We were confused by the organization of Figure 3. Panels A–D included validation of the negative control, panels E–F interrogated how the Metal3D training data and development of Metal3D-Clean, and panels H–J focused on the enzymes present in MAHOMES II. Altogether, these panels are a bit overwhelming. The figure could benefit from being split into two figures. The first might describe the negative control for probing the edges of the pareto front. The second could tie together approaches used to clean Metal3D training data and the subsequent training processes for Metal3D-Clean and Metal3D-Cat.
It is well known that ProteinMPNN and LigandMPNN have biases towards particular residue types.

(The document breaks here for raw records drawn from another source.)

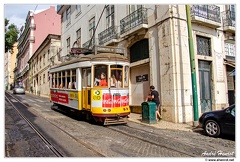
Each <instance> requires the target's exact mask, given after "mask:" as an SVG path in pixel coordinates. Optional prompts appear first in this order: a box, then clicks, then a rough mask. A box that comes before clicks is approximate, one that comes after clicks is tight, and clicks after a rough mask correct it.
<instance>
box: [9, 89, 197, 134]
mask: <svg viewBox="0 0 240 162" xmlns="http://www.w3.org/2000/svg"><path fill="white" fill-rule="evenodd" d="M8 92H10V93H11V92H12V91H10V90H9V91H8ZM26 93H28V94H30V95H35V94H32V93H29V92H28V91H26ZM35 96H37V95H35ZM39 97H45V98H49V96H45V95H40V96H39ZM128 120H129V121H132V122H136V123H139V124H143V125H147V126H151V127H155V128H160V129H169V130H181V131H188V132H192V131H193V129H196V127H194V126H193V125H191V124H190V123H187V124H179V123H173V122H168V121H164V119H163V120H160V121H159V122H157V123H156V124H148V123H144V122H142V114H137V113H130V115H129V118H128Z"/></svg>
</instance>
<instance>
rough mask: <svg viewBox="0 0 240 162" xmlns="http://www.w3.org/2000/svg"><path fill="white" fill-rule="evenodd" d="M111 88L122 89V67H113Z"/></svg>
mask: <svg viewBox="0 0 240 162" xmlns="http://www.w3.org/2000/svg"><path fill="white" fill-rule="evenodd" d="M110 68H111V77H110V87H114V88H122V86H123V84H122V68H123V66H122V65H111V66H110Z"/></svg>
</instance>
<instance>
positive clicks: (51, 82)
mask: <svg viewBox="0 0 240 162" xmlns="http://www.w3.org/2000/svg"><path fill="white" fill-rule="evenodd" d="M51 80H52V81H51V88H55V84H54V73H52V74H51Z"/></svg>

Were known biases, such as LigandMPNN’s propensity for acidic residues, considered when selecting objective functions to be optimized by dEVA? Perhaps the propensity of LigandMPNN to predict acidic residues could give rise to naturally emerging metal-binding sites that could improve Metal3D’s confidence.
We thoroughly enjoyed seeing how dEVA enabled the design of de novo metalloproteins and metalloenzymes. Given this tool’s potential for generalizability, what other design challenges could this be applied to, and what would the associated tools and objective functions be for these design challenges? This would be a nice addition to the discussion section.
The authors focus on zinc-based metalloenzymes. A discussion of why zinc is an ideal metal for this application and how it compares to other metals in enzymes would help orient non-enzymologists to the overall narrative.
Minor Points:
In Figure 1C, consider highlighting the residues interacting with the metal with a different color. Otherwise, they are a bit difficult to pick out.
Multiple acronyms are used without being fully written out or explained (i.e. mRMSD in Figure 2A, A335/A365 in Figure 2C, MRE in Figure 2D, E.C. in Figure 3I, etc.).
It was unclear what native protein truly contained the most similar metal-binding site to DesH2C2. In Figure 2A, the blow-out comparison shows the metal-binding site of 6VTX_A as the nearest neighbor, while Figure S5 indicates that the active 3SXX is the nearest neighbor. This discrepancy is confusing, and clarification on why these figures compare the metal-binding site of DesH2C2 to two different “nearest neighbors” should be addressed.
References for Figure 2 in the text are misaligned with the data. Thermal stability in the presence of zinc is attributed to 2C, even though the data are actually in 2D. Likewise, the Kd calculation is attributed to 2B when the data and competition assay are in 2C.
Figure 3E lacks a legend for the two bar colors.
The Figure S4 caption includes “a) AF2 structures (orange) predicted in single-sequence model.” However, there is no section “a” or orange structures in the panel.
Competing interests
The authors declare that they have no competing interests.
Use of Artificial Intelligence (AI)
The authors declare that they did not use generative AI to come up with new ideas for their review.